Cualquiera es capaz de hacer cualquier cosa, pensé. Pero no dije nada.
—Es extraordinario. De niños no creo que llegásemos a intuirlo siquiera.Tener el honor de aprender bajo su tutela... —Se llevó las pequeñas manos al pecho y negó con la cabeza—. ¿Entiendes qué supuso para esta ciudad su hechizo de salvaguarda? ¿Para el país? ¿Cuántas personas murieron de resultas de la peste? ¿Cuánta gente habría muerto si sus salvaguardas no siguieran protegiéndonos hasta el día de hoy? Antes se veían obligados a atender el crematorio las veinticuatro horas del día en pleno verano para evitar rezagarse, y no te hablo de cuando estaba en su punto álgido. Cuando se declaró la peste roja, ni siquiera quedó gente sana para trasladar los cadáveres.
Un recuerdo acudió a mi mente, un niño de seis o siete años que caminaba con cautela entre sus vecinos, cuidando de no pisar sus extremidades extendidas, pidiendo entre sollozos una ayuda que nunca recibió.
—Soy consciente de lo que supuso su obra.
—No, no lo eres. En realidad no creo que nadie lo sea. No tenemos ni idea de la gente que falleció en la parte baja de la ciudad, entre los isleños y los estibadores. Con las condiciones de higiene imperantes, tal vez fue una tercera parte, o la mitad, puede que más. Él fue la razón de que ganásemos la guerra. Sin él no habrían sobrevivido los hombres necesarios para librarla. —Alzó lentamente la vista al techo en un gesto reverencial—. Nunca podremos agradecerle lo bastante todo lo que hizo. Nunca.

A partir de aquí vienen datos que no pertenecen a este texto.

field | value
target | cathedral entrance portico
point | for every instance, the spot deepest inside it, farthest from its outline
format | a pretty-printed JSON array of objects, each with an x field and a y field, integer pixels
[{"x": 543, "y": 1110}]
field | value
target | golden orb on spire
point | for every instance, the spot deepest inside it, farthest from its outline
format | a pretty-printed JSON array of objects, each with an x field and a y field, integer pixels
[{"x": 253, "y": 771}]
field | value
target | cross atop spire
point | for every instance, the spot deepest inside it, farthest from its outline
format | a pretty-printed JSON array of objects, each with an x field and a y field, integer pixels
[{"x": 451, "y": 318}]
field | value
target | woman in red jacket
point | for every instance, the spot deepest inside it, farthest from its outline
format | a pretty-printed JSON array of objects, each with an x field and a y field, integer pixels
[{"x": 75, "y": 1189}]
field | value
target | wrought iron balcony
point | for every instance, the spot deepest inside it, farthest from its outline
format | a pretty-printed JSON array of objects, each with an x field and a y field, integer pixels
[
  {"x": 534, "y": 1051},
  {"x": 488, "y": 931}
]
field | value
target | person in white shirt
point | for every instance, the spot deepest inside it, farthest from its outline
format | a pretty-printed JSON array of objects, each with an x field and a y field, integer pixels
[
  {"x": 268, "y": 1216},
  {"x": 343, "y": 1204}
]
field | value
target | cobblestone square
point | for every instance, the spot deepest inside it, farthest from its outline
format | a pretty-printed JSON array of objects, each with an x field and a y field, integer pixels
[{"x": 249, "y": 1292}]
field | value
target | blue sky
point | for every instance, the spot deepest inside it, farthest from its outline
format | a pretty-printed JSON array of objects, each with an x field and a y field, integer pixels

Se sonrojó un poco al ver que no respondía, cohibida.
—Pero ya has vuelto a desatarme la lengua. —Su sonrisa reveló una tenue telaraña de arrugas que le cubrieron la piel, las cuales contrastaron con mis recuerdos de cuando era joven, imágenes que sabía difuntas pero que no podía descartar del todo—. Estoy segura de que no habrás venido a visitarnos para escuchar mis cansinas alabanzas al maestro.
—No especialmente.
Comprendí demasiado tarde que mi respuesta parcial le había permitido conjurar su propia explicación de mi llegada.
—¿Qué va a hacer falta? ¿Tendré que inmovilizarte y sonsacártelo?
No tenía planeado contárselo, pero tampoco había pensado en visitar a Celia. Era mejor ponerla al corriente de mi motivo real en lugar de permitir que acariciase cualesquiera que fuesen las fantasías a las que se había aferrado.
—¿Has oído hablar de la Pequeña Tara?
Se puso lívida. La sonrisa cálida desapareció por completo de su rostro.
—No vivimos tan al margen de la ciudad como pareces creer.
—Ayer encontré su cadáver —expliqué—. Me he acercado a ver si el maestro había oído algo al respecto.
Celia se mordió el labio inferior. Al menos había conservado ese tic desde nuestra niñez.
—Encenderé una vela para que Prachetas otorgue consuelo a su familia, y otra a Lizben, para que el alma de la niña encuentre el camino a casa. Pero, francamente, no estoy segura de qué te traes entre manos. Deja que la Corona lo investigue.
—Vaya, Celia, eso podría haberlo dicho yo.
Volvió a sonrojarse, algo avergonzada.
Di unos pasos hacia una planta que se alzaba en flor sobre ambos, procedente de un remoto rincón del mundo. Desprendía un olor denso y dulzón.
—¿Eres feliz aquí, siguiendo sus pasos?
—Nunca llegaré a tener su habilidad, ni seré capaz de alcanzar su maestría en el Arte. Pero es un honor ser la heredera del Crane. Estudio día y noche para ser merecedora de semejante privilegio.